1) the invention firstly provides an oxidative decarboxylation tandem cyclization reaction of a (hetero) aryl propiolic acid compound and sodium sulfinate, uses tert-butyl nitrite as a nitrogen source, and synthesizes a 2, 2-disulfonyl-2H-aziridine compound by constructing two C-S bonds, a C-N bond and a C ═ N bond through one-step reaction under the condition of no metal catalysis.

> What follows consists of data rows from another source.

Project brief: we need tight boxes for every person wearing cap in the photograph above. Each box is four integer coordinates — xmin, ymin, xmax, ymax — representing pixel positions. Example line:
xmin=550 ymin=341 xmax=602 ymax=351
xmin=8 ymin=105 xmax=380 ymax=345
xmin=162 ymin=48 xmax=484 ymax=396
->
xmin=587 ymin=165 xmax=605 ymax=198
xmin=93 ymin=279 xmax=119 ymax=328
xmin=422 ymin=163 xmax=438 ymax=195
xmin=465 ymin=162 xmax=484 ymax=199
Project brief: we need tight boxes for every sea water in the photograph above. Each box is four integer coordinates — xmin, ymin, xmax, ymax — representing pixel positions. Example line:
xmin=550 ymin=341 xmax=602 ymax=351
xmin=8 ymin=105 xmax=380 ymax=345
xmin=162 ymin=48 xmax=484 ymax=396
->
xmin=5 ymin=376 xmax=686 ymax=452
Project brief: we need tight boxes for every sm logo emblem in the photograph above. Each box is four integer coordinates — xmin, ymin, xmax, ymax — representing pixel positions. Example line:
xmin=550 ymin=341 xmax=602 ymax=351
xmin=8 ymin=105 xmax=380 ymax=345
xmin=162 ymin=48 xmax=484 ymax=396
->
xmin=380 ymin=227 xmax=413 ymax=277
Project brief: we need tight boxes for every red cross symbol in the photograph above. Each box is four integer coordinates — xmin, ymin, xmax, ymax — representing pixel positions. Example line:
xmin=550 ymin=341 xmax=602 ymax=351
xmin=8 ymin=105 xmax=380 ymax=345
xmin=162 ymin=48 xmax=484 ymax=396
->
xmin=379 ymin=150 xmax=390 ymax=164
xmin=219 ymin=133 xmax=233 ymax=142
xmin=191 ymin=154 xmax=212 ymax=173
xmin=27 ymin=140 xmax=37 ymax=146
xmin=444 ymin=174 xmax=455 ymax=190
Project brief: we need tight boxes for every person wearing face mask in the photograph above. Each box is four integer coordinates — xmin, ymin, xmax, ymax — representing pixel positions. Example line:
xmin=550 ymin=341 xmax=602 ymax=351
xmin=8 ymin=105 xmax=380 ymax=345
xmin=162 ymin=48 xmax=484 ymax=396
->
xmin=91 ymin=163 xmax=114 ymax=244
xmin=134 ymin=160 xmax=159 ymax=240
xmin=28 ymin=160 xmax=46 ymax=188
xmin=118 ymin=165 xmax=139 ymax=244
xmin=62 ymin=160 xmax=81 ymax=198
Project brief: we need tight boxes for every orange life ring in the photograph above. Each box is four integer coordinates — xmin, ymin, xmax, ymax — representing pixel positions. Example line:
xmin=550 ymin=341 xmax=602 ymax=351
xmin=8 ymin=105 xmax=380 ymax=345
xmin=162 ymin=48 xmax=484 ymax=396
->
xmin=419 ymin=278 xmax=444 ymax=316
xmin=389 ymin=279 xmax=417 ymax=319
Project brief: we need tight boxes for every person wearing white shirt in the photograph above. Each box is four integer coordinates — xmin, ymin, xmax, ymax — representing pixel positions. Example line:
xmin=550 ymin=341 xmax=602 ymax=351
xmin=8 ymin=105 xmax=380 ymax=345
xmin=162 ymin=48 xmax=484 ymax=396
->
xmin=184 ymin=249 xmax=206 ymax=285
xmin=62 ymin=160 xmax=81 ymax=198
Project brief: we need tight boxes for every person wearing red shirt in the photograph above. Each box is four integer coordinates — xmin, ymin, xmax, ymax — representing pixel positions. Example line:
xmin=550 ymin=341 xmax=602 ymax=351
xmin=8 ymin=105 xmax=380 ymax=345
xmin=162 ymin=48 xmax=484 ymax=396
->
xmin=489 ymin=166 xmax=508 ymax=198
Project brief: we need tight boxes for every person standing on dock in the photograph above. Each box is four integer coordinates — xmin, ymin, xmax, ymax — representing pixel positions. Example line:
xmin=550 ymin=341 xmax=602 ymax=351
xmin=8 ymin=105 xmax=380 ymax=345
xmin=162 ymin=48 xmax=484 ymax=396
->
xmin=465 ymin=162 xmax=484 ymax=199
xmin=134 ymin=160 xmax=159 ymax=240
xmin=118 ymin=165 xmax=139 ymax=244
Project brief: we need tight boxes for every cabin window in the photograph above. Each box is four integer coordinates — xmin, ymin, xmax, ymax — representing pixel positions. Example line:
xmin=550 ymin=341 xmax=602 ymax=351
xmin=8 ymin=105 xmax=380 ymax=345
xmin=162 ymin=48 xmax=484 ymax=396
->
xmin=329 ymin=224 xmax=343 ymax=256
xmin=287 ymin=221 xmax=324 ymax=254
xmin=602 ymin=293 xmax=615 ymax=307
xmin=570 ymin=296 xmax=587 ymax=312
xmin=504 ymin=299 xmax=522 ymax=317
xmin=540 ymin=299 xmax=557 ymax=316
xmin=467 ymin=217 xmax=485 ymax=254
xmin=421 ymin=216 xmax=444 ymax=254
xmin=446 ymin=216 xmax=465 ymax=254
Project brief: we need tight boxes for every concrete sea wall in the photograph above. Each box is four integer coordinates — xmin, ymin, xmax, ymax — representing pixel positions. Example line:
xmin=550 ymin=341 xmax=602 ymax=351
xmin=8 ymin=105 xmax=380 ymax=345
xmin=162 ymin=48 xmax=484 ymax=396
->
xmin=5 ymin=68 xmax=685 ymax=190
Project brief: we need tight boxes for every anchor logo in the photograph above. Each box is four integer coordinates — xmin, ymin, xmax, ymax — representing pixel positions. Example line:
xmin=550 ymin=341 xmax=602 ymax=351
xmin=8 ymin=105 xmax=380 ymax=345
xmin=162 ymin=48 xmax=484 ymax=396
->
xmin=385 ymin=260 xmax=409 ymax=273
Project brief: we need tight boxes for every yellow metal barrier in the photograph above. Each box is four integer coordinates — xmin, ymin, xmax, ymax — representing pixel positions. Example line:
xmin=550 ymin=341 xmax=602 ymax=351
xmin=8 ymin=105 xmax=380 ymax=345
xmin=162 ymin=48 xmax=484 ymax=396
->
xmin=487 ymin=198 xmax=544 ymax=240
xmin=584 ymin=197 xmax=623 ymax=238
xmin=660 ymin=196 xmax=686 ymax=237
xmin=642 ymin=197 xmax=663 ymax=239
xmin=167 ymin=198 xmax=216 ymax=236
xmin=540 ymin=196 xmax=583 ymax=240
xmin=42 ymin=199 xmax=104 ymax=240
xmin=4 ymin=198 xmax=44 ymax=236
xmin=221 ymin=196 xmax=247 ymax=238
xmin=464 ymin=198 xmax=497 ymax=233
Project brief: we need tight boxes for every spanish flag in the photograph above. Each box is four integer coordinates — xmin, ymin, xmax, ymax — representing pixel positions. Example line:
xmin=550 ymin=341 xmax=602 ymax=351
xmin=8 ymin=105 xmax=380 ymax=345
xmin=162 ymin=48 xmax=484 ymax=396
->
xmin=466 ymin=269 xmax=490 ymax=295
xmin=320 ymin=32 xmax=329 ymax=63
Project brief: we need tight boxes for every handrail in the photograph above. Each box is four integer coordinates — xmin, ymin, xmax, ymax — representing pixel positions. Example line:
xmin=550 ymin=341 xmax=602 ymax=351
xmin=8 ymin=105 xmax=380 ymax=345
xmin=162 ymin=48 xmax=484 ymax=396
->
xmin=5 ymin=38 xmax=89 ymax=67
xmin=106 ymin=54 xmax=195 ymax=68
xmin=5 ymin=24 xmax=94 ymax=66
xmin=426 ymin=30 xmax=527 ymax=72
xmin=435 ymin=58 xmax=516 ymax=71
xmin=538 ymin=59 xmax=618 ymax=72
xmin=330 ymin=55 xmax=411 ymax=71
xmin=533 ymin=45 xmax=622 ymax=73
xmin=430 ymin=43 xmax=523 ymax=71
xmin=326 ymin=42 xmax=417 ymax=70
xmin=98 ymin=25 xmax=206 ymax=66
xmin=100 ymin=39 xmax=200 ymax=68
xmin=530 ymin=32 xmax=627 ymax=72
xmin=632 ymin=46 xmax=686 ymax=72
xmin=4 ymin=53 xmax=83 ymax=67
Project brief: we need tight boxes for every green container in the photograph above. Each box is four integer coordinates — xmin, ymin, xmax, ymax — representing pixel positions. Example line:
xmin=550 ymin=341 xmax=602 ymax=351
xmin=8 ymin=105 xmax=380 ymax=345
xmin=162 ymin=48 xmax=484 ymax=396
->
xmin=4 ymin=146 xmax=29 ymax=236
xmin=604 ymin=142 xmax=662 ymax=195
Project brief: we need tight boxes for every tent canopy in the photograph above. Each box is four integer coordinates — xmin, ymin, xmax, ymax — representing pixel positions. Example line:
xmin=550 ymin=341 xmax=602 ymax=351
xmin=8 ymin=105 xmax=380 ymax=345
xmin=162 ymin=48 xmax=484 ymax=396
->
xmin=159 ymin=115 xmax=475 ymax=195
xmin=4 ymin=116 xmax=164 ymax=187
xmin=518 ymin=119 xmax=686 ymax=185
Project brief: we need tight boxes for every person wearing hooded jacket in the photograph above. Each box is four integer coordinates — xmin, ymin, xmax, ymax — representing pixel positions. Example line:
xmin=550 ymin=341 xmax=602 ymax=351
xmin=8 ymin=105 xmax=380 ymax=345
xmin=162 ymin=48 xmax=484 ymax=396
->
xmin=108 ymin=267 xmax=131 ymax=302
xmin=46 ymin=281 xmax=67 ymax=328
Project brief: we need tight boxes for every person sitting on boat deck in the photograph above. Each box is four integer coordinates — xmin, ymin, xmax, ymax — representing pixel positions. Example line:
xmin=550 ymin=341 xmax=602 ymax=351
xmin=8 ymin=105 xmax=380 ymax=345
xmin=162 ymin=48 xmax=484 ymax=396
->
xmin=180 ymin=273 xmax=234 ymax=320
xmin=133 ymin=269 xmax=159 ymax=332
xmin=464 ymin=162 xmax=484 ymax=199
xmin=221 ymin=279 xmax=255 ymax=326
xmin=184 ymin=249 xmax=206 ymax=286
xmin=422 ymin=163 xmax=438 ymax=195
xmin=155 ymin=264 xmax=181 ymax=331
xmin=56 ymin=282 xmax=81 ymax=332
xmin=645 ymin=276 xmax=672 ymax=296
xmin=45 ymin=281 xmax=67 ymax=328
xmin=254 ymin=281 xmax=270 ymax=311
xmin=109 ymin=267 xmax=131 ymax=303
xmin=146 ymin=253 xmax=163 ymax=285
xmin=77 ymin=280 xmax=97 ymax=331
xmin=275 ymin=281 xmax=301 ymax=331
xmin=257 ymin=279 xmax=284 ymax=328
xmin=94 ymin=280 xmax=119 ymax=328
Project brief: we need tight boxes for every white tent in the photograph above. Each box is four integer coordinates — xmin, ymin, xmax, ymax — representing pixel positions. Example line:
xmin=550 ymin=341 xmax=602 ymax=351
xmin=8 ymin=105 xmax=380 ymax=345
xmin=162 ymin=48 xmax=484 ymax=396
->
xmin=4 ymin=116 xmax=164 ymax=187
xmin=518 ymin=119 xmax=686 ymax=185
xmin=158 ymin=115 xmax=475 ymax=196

2) The method of the invention uses (hetero) aryl propiolic acid compound as raw material, and overcomes the defects that the corresponding (hetero) aryl acetylene compound in the prior art is too active in chemical property and difficult in actual operation of reaction. In addition, a novel catalytic reaction system is constructed by the method, and the results of examples 1-16 show that the use of TBHP and TBAF has a remarkable promoting effect on the reaction; and a substrate development test shows that the catalytic system has good reaction substrate adaptability and can obtain good to excellent target product yield. A novel and efficient way is developed for the synthesis of the 2, 2-bis-sulfonyl-2H-aziridine compound, and the method has the advantages of mild reaction conditions, stable property of the selected reagent, easy obtainment, low price and environmental friendliness.

Detailed Description

The present invention will be described in further detail with reference to specific examples. Hereinafter, unless otherwise specified, the methods are all conventional in the art, and the reagents used are all commercially available.